Resolución del caso Kattya González mina confianza en las instituciones
Después de las elecciones generales de 2023, quedó configurado el escenario político con la cómoda mayoría para el Partido Colorado en ambas cámaras del Congreso Nacional.
Era importante que los colorados entendieran que una mayoría implica un gran poder, y una gran responsabilidad. Pedíamos también que la ANR fuera capaz de gobernar con todos y para todos, usando su mayoría para servir al pueblo, y no para imponerse en forma arbitraria.
Un año después, un 14 de febrero de 2024 se consumaron los peores temores, cuando el sector cartista de la Cámara de Senadores junto con sus satélites liberales y ex integrantes de Cruzada Nacional votaron la pérdida de investidura de la senadora Kattya González.
La expulsión exprés se dio con 23 votos a favor, 7 abstenciones y 15 ausentes, luego de más de cuatro horas de debate, y después de que el cartismo pasara por alto el reglamento aprobado por ellos mismos en diciembre del 2023, según el cual se precisaban 30 votos para la pérdida de investidura. Así, el oficialismo desnaturalizó la figura de la pérdida de investidura y debilitó aún más la frágil institucionalidad democrática.

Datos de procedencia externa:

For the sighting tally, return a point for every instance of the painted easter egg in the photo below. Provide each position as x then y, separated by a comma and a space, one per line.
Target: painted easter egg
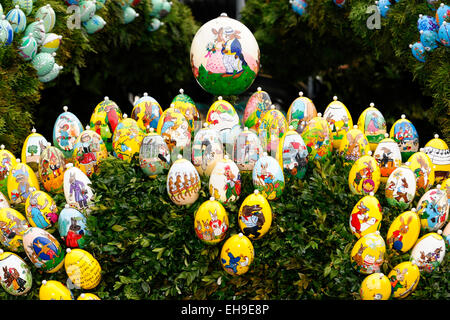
16, 277
257, 105
104, 120
339, 119
224, 56
247, 149
433, 209
401, 187
43, 250
255, 216
268, 177
211, 221
367, 255
154, 154
364, 176
388, 157
404, 231
183, 182
237, 254
207, 149
439, 153
366, 216
318, 139
41, 210
54, 290
12, 225
51, 169
375, 286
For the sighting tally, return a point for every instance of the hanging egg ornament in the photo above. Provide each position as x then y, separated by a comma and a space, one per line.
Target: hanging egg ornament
224, 56
183, 182
237, 254
211, 221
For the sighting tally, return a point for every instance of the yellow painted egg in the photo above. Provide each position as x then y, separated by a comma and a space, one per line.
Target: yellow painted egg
147, 112
406, 136
353, 145
404, 279
207, 149
225, 181
268, 177
375, 286
52, 165
183, 182
404, 231
339, 119
364, 176
401, 187
54, 290
247, 149
41, 210
32, 148
88, 152
12, 225
154, 154
43, 250
237, 254
255, 216
366, 216
439, 153
82, 268
372, 123
318, 139
433, 209
301, 109
20, 179
388, 156
15, 276
367, 255
211, 221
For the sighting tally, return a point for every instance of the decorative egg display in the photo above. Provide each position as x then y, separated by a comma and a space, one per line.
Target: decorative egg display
404, 231
154, 154
41, 210
388, 157
433, 209
406, 135
439, 153
207, 149
401, 187
364, 176
20, 180
366, 216
255, 216
257, 105
268, 177
183, 182
16, 277
375, 286
237, 254
339, 119
318, 139
211, 221
12, 225
104, 120
247, 149
404, 279
225, 181
43, 250
224, 56
82, 268
292, 154
367, 255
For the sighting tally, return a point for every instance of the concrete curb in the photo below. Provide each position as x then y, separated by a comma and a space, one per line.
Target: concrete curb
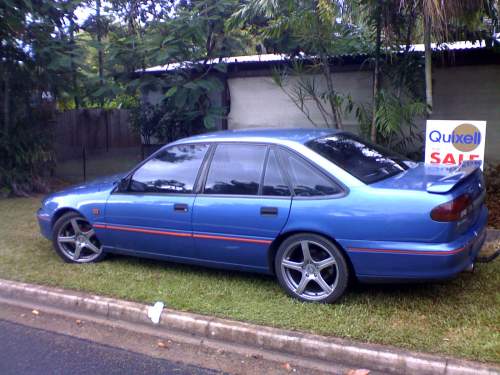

Los ministros de la Corte César Diesel, Alberto Martínez Simón, Carolina Llanes y Luis María Benítez Riera, junto a los camaristas Miguel Ángel Rodas y Esteban Kriskovich, votaron por rechazar la acción de inconstitucionalidad promovida por la ex legisladora. Recordemos que, a fines del año pasado, pese al sigilo, el país entero supo de un encuentro cuasisecreto en la residencia presidencial, Mburuvicha Róga, que reunió a ministros de la Corte Suprema de Justicia, el presidente de la República Santiago Peña y –presuntamente– el titular del Partido Colorado y ex presidente de la República, Horacio Cartes. En aquella reunión estuvieron presentes los tres ministros que hace unos días rechazaron la acción de inconstitucionalidad promovida por Kattya González.
En cambio tres ministros: Manuel Ramírez Candia, Víctor Ríos y Gustavo Santander no estuvieron en Mburuvicha Róga y votaron por admitir la acción constitucional, y anular la resolución dictada por 23 senadores.
Este escenario era precisamente el peligro autoritario que se configuraba con una mayoría fanatizada, que utiliza sus votos para ajustar reglamentos y decidir arbitrariamente la pérdida de investidura de opositores; el gesto refleja además el desprecio por la Constitución y sus instrumentos.
En forma arbitraria, forzaron en el Senado una mayoría de 23 senadores para expulsar a una opositora, pero cuando se trata de proteger a uno de los suyos modifican el requisito de votos a su antojo. Esto fue arbitrario y señalaba un camino que desemboca directa e irremediablemente en un gobierno autoritario.
Tampoco importó que meses después de la expulsión de la parlamentaria fueron desmontadas una a una las causales de su pérdida de investidura. El personal policial sumariado era custodio de la senadora y no estaba participando de un acto político; respecto a la acusación sobre sus ex asesores, la Fiscalía General del Estado solicitó la desestimación de la denuncia en contra de ambos, argumentando que desempeñaron las tareas que les fueron asignadas y percibían un salario acorde con sus funciones, por lo que no se encontraron elementos sobre el hecho punible de cobro indebido de honorarios. En el libelo acusatorio incluso figuraba la denuncia presentada ante el Ministerio Público por un posible hecho punible de tráfico de influencias, luego de que se descubriera que la senadora cursó una maestría y un doctorado en tiempo récord. Sobre eso, la Universidad Columbia emitió un comunicado confirmando que la parlamentaria cursó una maestría y un doctorado con “100% de asistencia y altas calificaciones”, así como con la presentación de las tesis correspondientes.
Estamos ante el gran desafío de reconstruir la confianza en las instituciones; es imprescindible que la ciudadanía encuentre integridad, honestidad, decencia y compromiso en sus autoridades y su clase política. Ya no podemos aceptar la vigencia impune de la frase: “Para mis amigos, todo; a mis enemigos, la ley”.